Алеша чувствовал себя все хуже, остро ощущая унизительность своего нового положения, и развлечь его удавалось только карточными фокусами, которые умела показывать Ольга. Когда это надоедало, принимались разглядывать карты. Это была знаменитая колода «Русский стиль», выпущенная Александровской мануфактурой в 1913 году, к трехсотлетию императорского дома. Сколько воспоминаний было связано чуть ли не с каждой картинкой! Дети смотрели на них и словно получали привет от близких людей.
Ночью 23 мая поезд пришел в Екатеринбург, но людей выпустили из вагона только утром: местное начальство что-то долго решало. На станцию прибыло несколько мрачных комиссаров с солдатами, здесь же в ряд выстроились извозчики. Сестрам пришлось самим нести свои тяжелые саквояжи и сумки, а когда Нагорный попытался им помочь, его грубо оттолкнули. Тут же на перроне несколько сопровождающих были арестованы и отправлены в тюрьму. Больше их никто не видел.

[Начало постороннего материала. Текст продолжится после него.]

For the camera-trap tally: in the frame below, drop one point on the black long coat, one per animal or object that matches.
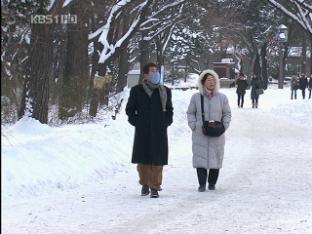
(145, 113)
(241, 86)
(255, 84)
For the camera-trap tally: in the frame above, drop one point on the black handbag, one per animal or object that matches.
(211, 128)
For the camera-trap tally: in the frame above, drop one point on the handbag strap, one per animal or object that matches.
(202, 107)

В Екатеринбурге люди тоже приветствовали сестер и брата: кланялись, передавали пирожки с морковью и горохом (оказывается, здесь такие особые пирожки) и цветы. Сразу было видно, что для встречи срезали комнатные цветы, в основном герани: белые и розовые.

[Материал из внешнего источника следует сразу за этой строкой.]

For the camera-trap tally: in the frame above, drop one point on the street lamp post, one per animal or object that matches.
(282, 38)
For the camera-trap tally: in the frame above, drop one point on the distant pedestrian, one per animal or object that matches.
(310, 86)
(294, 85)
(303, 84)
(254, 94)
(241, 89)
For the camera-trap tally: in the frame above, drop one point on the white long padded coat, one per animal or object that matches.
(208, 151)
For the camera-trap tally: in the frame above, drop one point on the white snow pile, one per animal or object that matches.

Родителей не предупредили о приезде детей, и каково же было их изумление, когда этим майским утром они вдруг вошли в дом! Радость от этой встречи заставила всех на мгновение забыть все пережитые страдания. Правда, она была немного омрачена наглой проверкой вещей. Солдаты бесцеремонно открывали саквояжи сестер, рассматривали вещи и позволяли себе реплики: «Это смешно, это слишком роскошно…» Один, с наглыми рыжеватыми глазами и носом, похожим на нелепый башмачок, хохотал без остановки и нагло разглядывал девушек с ног до головы, словно мерку снимал. Потом сказал младшей:
– В сказках меньшая сестра самая красивая, а вы что-то не вышли ни рылом, ни ростом!

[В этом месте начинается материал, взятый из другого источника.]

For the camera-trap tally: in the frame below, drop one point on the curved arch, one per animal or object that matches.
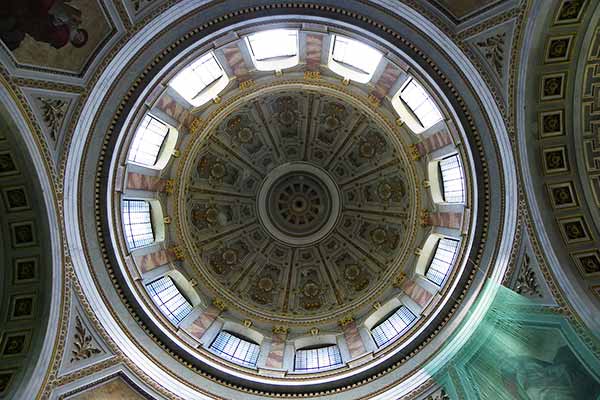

Она так и вспыхнула и очень хотела сказать, что у нее – лицо, а рыло он увидит, если посмотрит в зеркало, однако Татьяна изо всех сил наступила ей на ногу, а Маша вонзила ногти в ее руку.
Боль оказалась сильнее гнева, она опустила глаза и промолчала.
Подробный осмотр их вещей – особенно белья! – продолжался. Реплики становились все наглей. Теперь уже старшие сестры с трудом сдерживали слезы. А младшая, внезапно успокоившись, холодно смотрела на охранников и думала, что ненавидит их всех, особенно этого… с рыжими глазами и носом башмачком. Узнать бы его имя, чтобы в церкви поставить на него свечку концом вверх! Конечно, это грех, но подставлять другую щеку ей уже осточертело!
* * *
«У меня есть двоюродный брат Афанасий Иванович Руденков. Его большевики мобилизовали, и он служил в Екатеринбурге шофером на бронированном автомобиле, числился же в отряде матросов, хотя одет был не в матросскую форму, а в синий костюм и коричневую фуражку. Я спросила его: «Неужели императора расстреляют?» А он ответил, что его увезут в Верхотурье и заключат в монастырь. Я спросила, что с ним сделают, если город заберут чехи. Брат ответил: «Тогда его, наверное, отправят в Германию, так как большевики за него взяли у немецкого короля много денег, и король взял его к себе на поруки»
[70].
* * *
– …К Рите, так к Рите, – покладисто кивнул Степан. – Тем более что живет она совсем рядом – на Большой Бронной. А оттуда не столь уж далеко и место, где можно будет поесть.